Presidente da comissão durante vistoria em presídio. Nas visitas, Couto conversou com detentos. (Foto: :Wandir Filiú))
Presidente da comissão durante vistoria em presídio. Nas visitas, Couto conversou com detentos. (Foto: :Wandir Filiú))

Agepen – O diretor-presidente da Agepen, coronel Deusdete Oliveira, também participou da reunião do Conselho. Ele enalteceu o trabalho desempenhado pela ordem dos advogados e apresentou investimentos do governo Estadual no sistema carcerário.

Deusdete apresentou ainda alguns dados complementares a pesquisa feita pela comissão. Segundo ele, um preso custo em média R$ 1,4 mil para o Estado, valor que sobe se considerado outros aspectos.

Conforme o coronel, no prazo de 18 meses serão entregues mais três presídios, que estão sendo construídos n complexo prisional da Gameleira. Serão mais 1606 novas vagas para homens e 407 para mulheres.

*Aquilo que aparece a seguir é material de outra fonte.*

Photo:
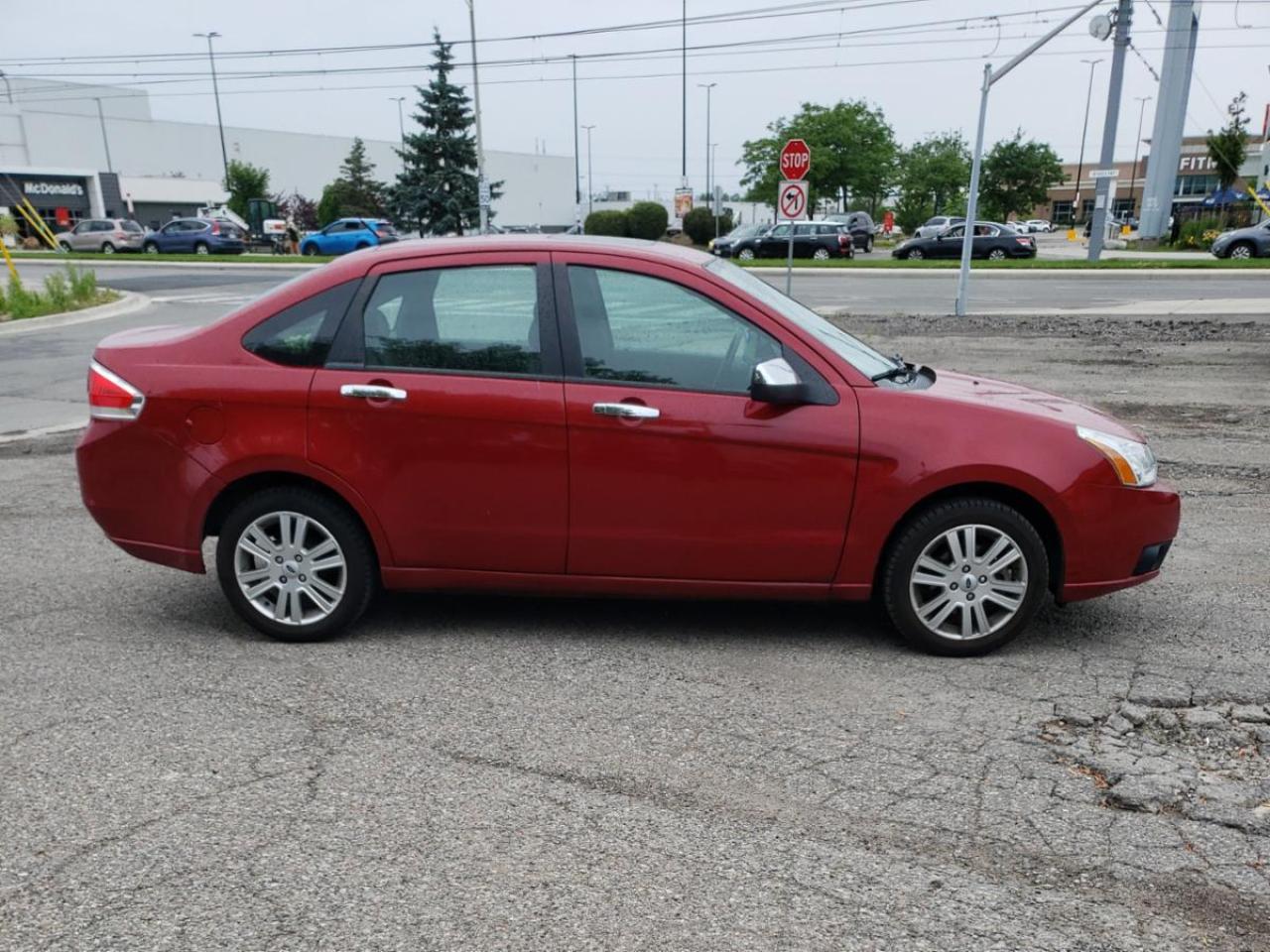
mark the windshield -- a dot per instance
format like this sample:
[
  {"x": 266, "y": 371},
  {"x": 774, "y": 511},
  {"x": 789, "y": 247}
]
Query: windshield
[{"x": 858, "y": 354}]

Segundo ele, o custo das três obras chegam a R$ 52 milhões, sendo R$ 40 milhões de recursos federais e R$ 12 milhões de contrapartida do Estado.

Deusdete informou ainda que até dezembro deste ano serão ampliadas vagas nos presídios de Ponta Porã (194), Jardim (100), Rio Brilhante (100), Amambai (100), Corumbá (115) e em Dourados (450 no presidio semiaberto).

Com relação a desistência dos projetos para a construção de novos presídios citadas pelo presidente da Comissão, o chefe da Agepen explicou que o governo do Estado abriu mão dos recursos após uma mudança de uma resolução do CNPCP (Conselho Nacional de Política Criminal e Penitenciaria), que impôs ao Estado arcar com as modificações previstas no projeto das construção dos presídios. “ Como ocorreu essa mudança de resolução, o Estado teria que incluir inúmeras modificações no projeto, como sala de amamentação, barbearia, custos que não são cobertos pela Depen [Departamento Penitenciário Nacional]”, explicou.

Com relação a superlotação, Deusdete explicou que um dos maiores problemas é o fato do Estado custodiar presos que em tese são de responsabilidade Federal. “ Hoje nós temos nos presídios cerca de 5 mil detentos que não são nossas responsabilidade”, argumentou.

Segundo ele, hoje se o presídio de Dois Irmãos do Buriti, que era para abrigar presos federais, estivesse sendo usado corretamente, já atenuava a situação da superlotação. “ Nós ingressamos com ações para que essa situação seja resolvida”.

Deusdete destacou as ações desenvolvidas nos presídios com o objetivo de ressocializar o detendo. Segundo, ele no regime semiaberto e aberto 95% dos presos estão trabalhando e no fechado o índice é de 30%. “ Os presídios hoje são a menina dos olhos dos empresários, já que o custo de produção é baixíssimo”, comentou.